Lukashenka’s retaliation can be seen by the system for migrant routes that the EU believes Belarus has created. It is made up of offices in multiple Middle Eastern cities, disguised as legitimate travel agencies, that provide one-way tourist visas to enter Belarus. These offices handle their business locally and are connected to Belarus through airways (Dahlkamp et al 2021). At the border, Belarussian authorities have often forced refugees to enter Poland or have provided them with tools to cut through the fences to do so (Pérez-Pena 2021).
EU leaders have thus accused Belarus of waging a “hybrid war” where migrants are used as “pawns” for his own political gain (Barigazzi 2021a). This argument has been stressed by von der Leyen and by multiple national leaders of the bloc, including the Polish Prime Minister Morawiecki (ibid). Outside Europe, the United States and Canada have also denounced the actions of Belarus (Charlish and Strauss 2021).
However, it is likely that other states are involved in sustaining this system, making the conflict go beyond Belarus-EU relations. There are twenty third-party nations whose potential cooperation with Belarus is being assessed by the EU, with Russia being a major suspect (Euronews 2021a). The Polish government even outright claimed Russia to be the one controlling Belarus to destabilise Europe (Barigazzi 2021b). Moscow has admitted that the leaders of the two countries have been talking about the situation, and that it supports Belarus on the issue politically (ibid). Lukashenka has denied any sort of cooperation, shifting the blame onto Poland instead (Euronews 2021a).
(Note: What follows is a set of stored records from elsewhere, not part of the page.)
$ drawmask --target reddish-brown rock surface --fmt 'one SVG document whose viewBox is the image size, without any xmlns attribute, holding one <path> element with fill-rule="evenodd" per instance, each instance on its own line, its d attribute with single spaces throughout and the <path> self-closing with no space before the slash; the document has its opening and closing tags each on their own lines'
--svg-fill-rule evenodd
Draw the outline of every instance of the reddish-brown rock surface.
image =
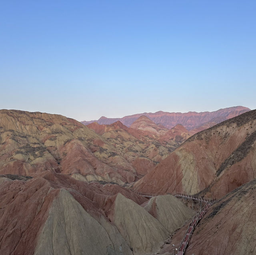
<svg viewBox="0 0 256 255">
<path fill-rule="evenodd" d="M 189 130 L 197 128 L 200 131 L 202 130 L 200 130 L 200 126 L 204 126 L 207 128 L 210 127 L 209 124 L 207 124 L 208 123 L 211 123 L 210 125 L 213 126 L 250 110 L 247 107 L 236 106 L 220 109 L 214 112 L 201 113 L 168 113 L 160 111 L 154 113 L 144 113 L 134 114 L 120 118 L 111 119 L 102 117 L 98 121 L 82 121 L 82 123 L 85 125 L 95 121 L 100 124 L 110 124 L 120 121 L 124 125 L 130 127 L 140 116 L 145 115 L 155 123 L 162 124 L 167 128 L 171 128 L 177 124 L 181 124 Z"/>
<path fill-rule="evenodd" d="M 0 123 L 1 174 L 33 176 L 50 169 L 120 183 L 136 178 L 124 152 L 75 120 L 2 110 Z"/>
<path fill-rule="evenodd" d="M 169 235 L 161 215 L 167 213 L 180 224 L 191 215 L 188 210 L 180 219 L 162 206 L 160 222 L 140 206 L 147 199 L 132 190 L 52 170 L 32 178 L 8 176 L 14 180 L 0 177 L 1 254 L 152 253 Z M 175 198 L 170 204 L 176 212 L 186 208 Z M 171 229 L 177 228 L 168 222 Z"/>
<path fill-rule="evenodd" d="M 220 198 L 256 176 L 256 110 L 190 137 L 134 185 L 161 194 Z"/>
<path fill-rule="evenodd" d="M 214 204 L 195 228 L 185 255 L 255 254 L 256 198 L 254 179 Z"/>
</svg>

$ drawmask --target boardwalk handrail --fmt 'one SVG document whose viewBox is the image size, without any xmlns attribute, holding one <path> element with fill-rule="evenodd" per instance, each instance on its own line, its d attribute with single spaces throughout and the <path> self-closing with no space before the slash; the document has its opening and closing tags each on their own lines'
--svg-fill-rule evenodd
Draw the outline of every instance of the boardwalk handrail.
<svg viewBox="0 0 256 255">
<path fill-rule="evenodd" d="M 198 222 L 203 217 L 204 214 L 209 210 L 210 207 L 216 201 L 216 199 L 212 199 L 208 200 L 206 203 L 205 205 L 202 208 L 199 212 L 195 215 L 192 220 L 189 223 L 188 228 L 185 233 L 184 237 L 182 239 L 180 246 L 178 249 L 178 255 L 183 255 L 185 250 L 186 248 L 188 242 L 190 240 L 190 237 L 196 225 Z"/>
<path fill-rule="evenodd" d="M 132 189 L 130 189 L 134 192 L 147 198 L 153 198 L 154 197 L 159 196 L 159 195 L 156 195 L 155 194 L 147 194 L 142 192 L 136 191 Z M 195 215 L 193 217 L 192 220 L 189 223 L 188 228 L 185 233 L 184 237 L 182 239 L 180 246 L 178 249 L 178 255 L 183 255 L 185 250 L 186 248 L 188 242 L 190 240 L 191 235 L 193 233 L 194 229 L 196 225 L 198 222 L 203 217 L 204 214 L 207 212 L 209 210 L 210 207 L 217 200 L 216 198 L 213 199 L 207 199 L 202 197 L 197 196 L 194 196 L 193 195 L 188 195 L 188 194 L 184 194 L 181 193 L 175 193 L 173 194 L 175 197 L 181 197 L 182 198 L 185 198 L 189 199 L 192 199 L 201 202 L 205 202 L 205 204 L 204 206 L 199 211 L 199 212 Z"/>
</svg>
EU leaders are further alarmed by Russia having deployed 250 paratroopers at the Polish-Belarussian border, which they interpret as a sign of a potential annexation of Belarus, like they did to Ukraine in 2014 (Barigazzi 2021b). Eastern European countries are especially concerned about this possibility, because it would lead to a more extensive shared border with Russia. For this reason, EU leaders are already considering new sanctions both on Belarus and on Russian private military contractor “Wagner” (ibid).
Another country potentially involved in the conflict is Turkey. Istanbul is one of the main cities in the migrant route system through which refugees arrive in Minsk (BBC 2021). Turkey has been accused of cooperating with Belarus by sending migrants there via aircraft. Its government has denied such accusations, and has even invited a team of journalists to investigate its potential role in the conflict (Buyuk 2021). However, migrant smugglers in Turkey have claimed that their work is tolerated by the authorities, on both local and national levels (Dahlkamp et al 2021). Turkey’s potential cooperation with Belarus would fit in the context of earlier events, as Turkish President Erdogan has previously threatened to flood the EU with refugees in order to use them as political leverage in the same way as Lukashenka (ibid).